Предтекстовое задание
Прочтите статью А. В. Михайлова, обращая внимание на характеристику лирического творчества И. В. Гёте и трагедии «Фауст».
Гёте, поэзия, Фауст
Лишь у немногих поэтов складываются свои, совершенно личные отношения с Поэзией. К таким поэтам принадлежал Иоганн Вольфганг Гёте. Чем больше узнаешь его, тем больше понимаешь: не просто был он причастен к миру поэзии – это мир поэзии был заключен в нем, а он был его владыкой.
Гёте никогда не заботился о самовыражении – и он даже не хотел бы, чтобы в его созданиях отразилась личность именно поэта. Собственно говоря, ему хотелось быть человеком, который отражал бы в себе бытие – настолько полно и подробно, чтобы между человеком и бытием складывался разговор равных. Ради такого беспримерного диалога надо было стать поэтом, а тогда уже творить уверенно, властно, с достоинством. Человек, равняющийся с миром, с бытием, – и в поэзии не просто поэт, а творец, и потому, скорее, человек дела, а не слов, и, уж во всяком случае, не книжный человек. К слову на бумаге Гёте относился с пренебрежением. Да и поэзии ему всегда мало, в поэзии должна была отражаться общая мысль о мире. «Ведь я так высоко не ставлю слово, // Чтоб думать, что оно всему основа», – говорит Фауст у Гёте; так судил и сам Гёте – о слове поэтическом, писательском.
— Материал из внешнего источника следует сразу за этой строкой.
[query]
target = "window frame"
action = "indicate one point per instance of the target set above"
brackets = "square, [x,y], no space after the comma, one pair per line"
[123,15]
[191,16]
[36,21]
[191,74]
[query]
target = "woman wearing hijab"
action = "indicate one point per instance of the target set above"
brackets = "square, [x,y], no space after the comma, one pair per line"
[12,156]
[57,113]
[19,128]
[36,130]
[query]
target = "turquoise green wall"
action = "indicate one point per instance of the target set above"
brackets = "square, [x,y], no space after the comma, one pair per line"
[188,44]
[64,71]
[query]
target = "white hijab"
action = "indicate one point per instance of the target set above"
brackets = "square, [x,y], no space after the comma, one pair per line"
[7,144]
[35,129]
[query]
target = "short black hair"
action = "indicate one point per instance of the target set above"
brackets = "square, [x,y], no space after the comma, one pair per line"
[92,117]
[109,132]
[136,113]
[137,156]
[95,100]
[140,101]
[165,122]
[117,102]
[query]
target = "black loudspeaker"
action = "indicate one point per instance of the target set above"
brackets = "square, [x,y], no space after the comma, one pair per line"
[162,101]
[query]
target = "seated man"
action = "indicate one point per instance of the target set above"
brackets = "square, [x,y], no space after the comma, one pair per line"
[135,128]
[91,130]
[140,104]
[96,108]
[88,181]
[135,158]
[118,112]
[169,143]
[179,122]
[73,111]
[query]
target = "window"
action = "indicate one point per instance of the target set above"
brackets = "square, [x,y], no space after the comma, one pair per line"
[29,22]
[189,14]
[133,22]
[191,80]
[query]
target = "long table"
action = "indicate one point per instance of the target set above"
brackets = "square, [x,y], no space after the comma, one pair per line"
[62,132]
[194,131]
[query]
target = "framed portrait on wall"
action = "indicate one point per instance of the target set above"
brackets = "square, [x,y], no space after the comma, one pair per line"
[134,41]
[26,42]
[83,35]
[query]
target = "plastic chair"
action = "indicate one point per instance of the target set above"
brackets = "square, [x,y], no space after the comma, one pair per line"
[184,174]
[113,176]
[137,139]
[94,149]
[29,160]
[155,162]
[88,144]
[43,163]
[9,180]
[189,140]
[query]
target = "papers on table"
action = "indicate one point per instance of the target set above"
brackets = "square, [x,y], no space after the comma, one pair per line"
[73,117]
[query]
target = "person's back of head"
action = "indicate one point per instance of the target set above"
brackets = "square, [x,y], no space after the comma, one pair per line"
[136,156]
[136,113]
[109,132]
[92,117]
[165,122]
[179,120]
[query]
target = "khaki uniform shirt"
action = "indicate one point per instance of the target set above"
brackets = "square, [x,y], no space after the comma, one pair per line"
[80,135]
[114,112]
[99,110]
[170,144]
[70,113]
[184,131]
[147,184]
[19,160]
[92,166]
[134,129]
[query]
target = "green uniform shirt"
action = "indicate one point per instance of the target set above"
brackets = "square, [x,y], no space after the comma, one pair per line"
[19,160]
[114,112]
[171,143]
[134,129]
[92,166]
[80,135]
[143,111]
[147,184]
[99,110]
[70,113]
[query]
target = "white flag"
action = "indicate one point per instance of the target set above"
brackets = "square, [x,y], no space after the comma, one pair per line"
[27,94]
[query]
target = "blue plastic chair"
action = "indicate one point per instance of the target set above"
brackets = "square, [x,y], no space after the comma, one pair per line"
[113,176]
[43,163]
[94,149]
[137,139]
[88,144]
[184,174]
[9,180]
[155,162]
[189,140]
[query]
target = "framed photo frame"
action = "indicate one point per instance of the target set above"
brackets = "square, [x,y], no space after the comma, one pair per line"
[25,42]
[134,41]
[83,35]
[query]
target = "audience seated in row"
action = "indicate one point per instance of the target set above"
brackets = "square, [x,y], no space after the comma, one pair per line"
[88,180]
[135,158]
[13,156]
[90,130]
Гёте властвовал над поэзией. Он гениально дерзко гнет язык. Юность Гёте совпала с периодом «Бури и натиска» в немецкой литературе (1770-е годы), когда молодые поэты бунтовали против норм и правил, предощущая возможность свободы от любого гнета и принуждения в самой жизни. Гёте тогда уже стал во главе литературы – так сложилось само собой. Ранний Гёте поэтически смел – однако зрелый и поздний несравненно смелее: отдельные пробы поэтического самовластия, утратив налет нарочитости, вошли в систему. Что бы ни делал Гёте с языком – все совершенно естественно. Язык преображается: придумываются новые слова и формы слов, значение обычных слов резко и тонко переакцентируется, не стиль, но сам язык окрашивается в особые тона, он весь – создание поэта; не только в высокопоэтической лирике, а в любом, самом случайном тексте ощутимо своеобразие языка, а за ним своеобразное осмысление мира.
Еще одно следствие такого обращения со словом и того же отношения к слову: Гёте не слишком беспокоили внутренние проблемы поэзии, техника стиха. Поэзия для него – это послушный (именно послушный общезначимой мысли) способ выражения. Неуместно копаться в ее деталях. Поэзия обязана быть естественным выражением мысли. Гёте любил, чтобы стих был «из одного куска» (как писал он в одном своем сонете). Заниматься метрическими тонкостями ему претило. Гётевский «Фауст» этому противоречит – по видимости; ведь «Фауст» – целая энциклопедия размеров и строфических форм: среди них встречаются триметры и тетраметры греческой трагедии, александрийский стих трагедии XVII века, немецкий народный стих, терцины, которыми Данте писал «Божественную Комедию», и еще много другого. Все редкое и хитрое Гёте умел делать – когда хотел. Но все это – на своем нужном месте, и всякий раз душа поэта должна была прийти во внутреннюю гармонию с избранной формой, до конца с нею слиться.